The Hidden Gems of Shanghainese Cuisine
One of the largest misnomers I’ve seen in the American perception of Chinese food, is the term “Chinese food” itself. To call something “American food” sounds ridiculous, because America is inherently a melting pot of so many different cuisines with hundreds if not thousands of flavor profiles. In the same way, China is an amalgamation of different provinces, each with distinct cooking methods and iconic dishes that characterize them, from the numbing spice of Sichuan’s chuancai to the emphasis on primary flavor within Guangdong’s yuecai.
I grew up with a huge Shanghainese extended family. Our annual family reunions in the San Gabriel Valley of California were always filled with chaotic games of mahjong, unintelligible yelling in Shanghainese, and plenty of food. I remember spending the holidays sitting with my grandma wrapping dumplings for hours and anxiously trying to figure out how to fold the edges as swiftly as she did. It’s something I now look forward to every year.
However, it took me a long time to appreciate my heritage. As a kid, I constantly felt this deep cultural divide between my life and the lives of characters I would watch on Disney Channel. I listened with pure jealousy as my friends would describe their extensive Thanksgiving dinners, adorned with turkey, mashed potatoes, and pumpkin pie, and I would constantly ask my mom, “Why can’t we just go to an American restaurant for once?” But I’ve grown to feel so lucky that I have access to such a rich, complex history of food.
Shanghai cuisine, which is also known as Hu or Benbang Cuisine, emphasizes the preservation of the flavor of a dish’s ingredients, while using condiments to bring out each ingredient’s elements. Although foods are prepared in a variety of ways, from steaming to baking to deep-frying, Shanghainese dishes are famed for being marinated in wine and then cooked, developing a unique red color. Incorporating sugar is also an important aspect of cooking in Shanghai.

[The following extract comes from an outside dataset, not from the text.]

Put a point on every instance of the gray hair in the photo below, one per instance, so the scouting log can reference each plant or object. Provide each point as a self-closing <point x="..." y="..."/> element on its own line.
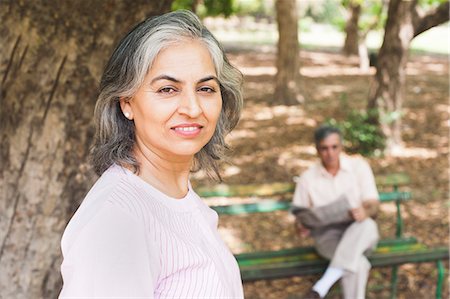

Sadly, traveling to Shanghai to try the restaurants and mouth-watering street snacks in person is a feat that is out of reach for most. But the next time you find yourself in Chinatown or considering new foods to try, look out for some of these dishes, that I’ll be reminiscing about as I’m writing about them.
Sheng Jian Bao (Fried Pork Bun)
Image from Flickr
There’s a good chance you might’ve heard about xiao long bao or soup dumplings, the hallmark of Shanghai dumplings and a popular menu item at dim sum. But sheng jian bao does not get enough credit. These buns are filled with a flavorful pork filling, a modest amount of soup, and then both steamed and fried, giving it a depth of textures.
You Tiao (The Chinese Donut)
Everytime I visit my relatives in Shanghai, I wake up at the crack of dawn to meet the loyal street vendors that sell these golden-brown fried dough sticks. They’re typically eaten for breakfast, and be sure to pair them with some warm soy milk or rice porridge.
Hong Shao Rou (Red Braised Pork Belly)
This pork belly is not only marinated in a rich sauce of garlic, dark soy sauce, and rice wine, it also seriously melts in your mouth. Fittingly, it’s sometimes called Grandmother’s Pork. This was always what I wanted for dinner when my grandma cooked, and she kept some of the extra sauce set aside because I loved putting it on my rice.
Nian Gao (Stir-Fried Rice Cakes)
These are soft yet chewy oval rice cakes that have variations throughout Chinese regions, but in Shanghai, are commonly stir-fried with a protein and vegetables of choice. They’re addictive year round but also symbolize good luck when eaten during Chinese New Year.